Family hikes past warning signs, calls for rescue on Huntington Ravine

  • A challenging climb on the Huntington Ravine trail, which ascends Mount Washington. Flickr user logicalrealist—Creative Commons

Monitor staff
Published: 7/13/2017 5:31:56 PM

The U.S. Forest Service placed signs at two entrances to a challenging Mount Washington trail alerting hikers to its potential dangers, but not everyone heeds the warning.

A Pennsylvania family called 911 about 6:30 p.m. Wednesday to report that they were stuck on a steep section of the Huntington Ravine trail.

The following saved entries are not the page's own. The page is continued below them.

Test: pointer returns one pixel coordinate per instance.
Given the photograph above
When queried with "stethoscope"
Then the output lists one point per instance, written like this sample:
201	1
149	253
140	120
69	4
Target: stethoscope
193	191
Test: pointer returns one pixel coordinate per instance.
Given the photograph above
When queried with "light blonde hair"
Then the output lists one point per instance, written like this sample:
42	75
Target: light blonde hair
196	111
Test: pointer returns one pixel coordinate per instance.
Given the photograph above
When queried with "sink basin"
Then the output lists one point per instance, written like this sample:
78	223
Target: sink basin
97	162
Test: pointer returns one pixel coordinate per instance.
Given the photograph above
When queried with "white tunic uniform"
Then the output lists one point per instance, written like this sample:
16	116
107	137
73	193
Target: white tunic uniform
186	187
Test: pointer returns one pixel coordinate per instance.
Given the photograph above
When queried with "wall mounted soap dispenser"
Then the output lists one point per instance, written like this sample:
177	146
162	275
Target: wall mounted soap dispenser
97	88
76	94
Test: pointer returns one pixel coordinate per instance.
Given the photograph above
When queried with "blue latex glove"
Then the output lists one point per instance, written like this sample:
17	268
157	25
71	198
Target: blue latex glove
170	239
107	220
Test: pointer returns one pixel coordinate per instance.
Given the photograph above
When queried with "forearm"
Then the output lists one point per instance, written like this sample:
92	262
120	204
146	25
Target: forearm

Christopher Belles, 31, of Pittston, Pa., and his mother, 54-year-old Mary Ann Maxfield of Dallas, Pa., were hiking with her two younger children, ages 10 and 12, according to the Fish and Game Department.

“The group reached a point where they felt it was unsafe to attempt to go up or try to descend, so they called 911 for help,” Fish and Game wrote in a statement.

Before the three Fish and Game officers and one volunteer from Androscoggin Valley Search and Rescue could make contact with the group – accessing them from the trailhead on the Mount Washington Auto Road – the family called 911 again “stating that they had made it to the top of the ravine and no longer required assistance.”

The responders continued their effort undaunted, however, “due to approaching darkness and low visibility on the summit.” They met up with the family near the auto road about 15 minutes after the second call and drove the group back down to Pinkham Notch, where their hike began.

“Belles had completed this hike several times before in the past and thought he could guide his mother and younger siblings through this difficult trail,” Fish and Game wrote in a statement. “In the process, the group noticed the signs placed by the USFS earlier in the season warning hikers how difficult the trail was and to turn around if they were not prepared for the ‘most difficult trail in the White Mountains.’ They decided to continue on despite the warning.”

Fish and Game wrote that the signs were posted following “several incidents over the past few years” when hikers underestimated the difficulty of the Huntington Ravine trail, which is at least a 7.5-mile round trip with 4,200 feet of elevation gain.